If the indelicate but straitened heirs of some rich relative desired to administer a mixture to hasten their succession, could they choose for the accomplishment of this reprehensible project a more propitious moment than a cholera season? Cholera, like poison, may kill suddenly; one may be struck dead without awakening suspicion. Note, further, that, in a time of epidemic, they get rid of the dead with a rapidity which leaves no room for an inquest.

Nevertheless, so far as this last class of false victims of cholera is concerned, I confess that it is somewhat hypothetical, chimerical, and fallacious.

In fact, it is not the millionaires, as a general thing, that epidemics use badly.

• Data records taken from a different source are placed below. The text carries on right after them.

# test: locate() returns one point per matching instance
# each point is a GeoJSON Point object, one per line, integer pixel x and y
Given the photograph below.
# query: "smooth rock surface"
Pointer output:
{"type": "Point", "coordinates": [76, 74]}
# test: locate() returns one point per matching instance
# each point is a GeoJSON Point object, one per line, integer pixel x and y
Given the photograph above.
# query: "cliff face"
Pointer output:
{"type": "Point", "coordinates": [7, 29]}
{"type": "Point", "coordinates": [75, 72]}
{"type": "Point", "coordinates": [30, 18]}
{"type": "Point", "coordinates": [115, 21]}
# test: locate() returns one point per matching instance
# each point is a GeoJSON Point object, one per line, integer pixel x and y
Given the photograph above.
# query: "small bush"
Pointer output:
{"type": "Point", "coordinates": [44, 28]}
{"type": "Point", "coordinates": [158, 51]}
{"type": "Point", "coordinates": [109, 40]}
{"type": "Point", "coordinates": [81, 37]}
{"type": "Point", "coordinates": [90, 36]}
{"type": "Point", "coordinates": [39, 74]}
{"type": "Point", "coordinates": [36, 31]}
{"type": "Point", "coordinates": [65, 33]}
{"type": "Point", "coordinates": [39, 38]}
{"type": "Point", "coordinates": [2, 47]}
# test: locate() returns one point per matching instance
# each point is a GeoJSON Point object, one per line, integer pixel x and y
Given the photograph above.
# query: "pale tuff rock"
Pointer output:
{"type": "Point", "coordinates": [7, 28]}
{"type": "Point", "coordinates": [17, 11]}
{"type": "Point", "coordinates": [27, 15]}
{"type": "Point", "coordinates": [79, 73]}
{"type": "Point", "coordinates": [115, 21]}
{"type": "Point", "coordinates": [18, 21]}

It is in the wretched localities — as might have been seen only last year — that cholera pushes its ravages; it is in the homes of the poor that King Pest sets up his funeral court.

The prophylactics of cholera is not only in the domain of medicine and hygiene; it is also in the domain of political and social economy. Misery engenders all leprosies, all pests,— those of the body as well as those of the soul. It creates ignorance, vice, debauchery; it unchains epidemics. To combat misery, to work for its extinction, would be then, in reality, to work for the suppression of epidemics, of the pest, and of cholera.

Alas! when the cholera was raging here last year, they talked a great deal, amid the general excitement, of measures to be taken in the future to prevent return of the scourge, I do not know that, so far, the people whom this matter concerns have taken many precautions of any sort.

Above all, I do not see what has been done within a year to ameliorate the condition of the unfortunate, what reforms have been voted, what sanitary improvements attempted. How many more scourges and catastrophes will be needed to determine us to seek a practical solution of this terrible problem of Misery, in which all of them are enclosed? Yes, Misery is the box of Pandora; in it all the evils are confined; they are continually escaping from it, the key that locks the cursed box is lost, and no one takes the trouble to hunt for it or to forge a new one.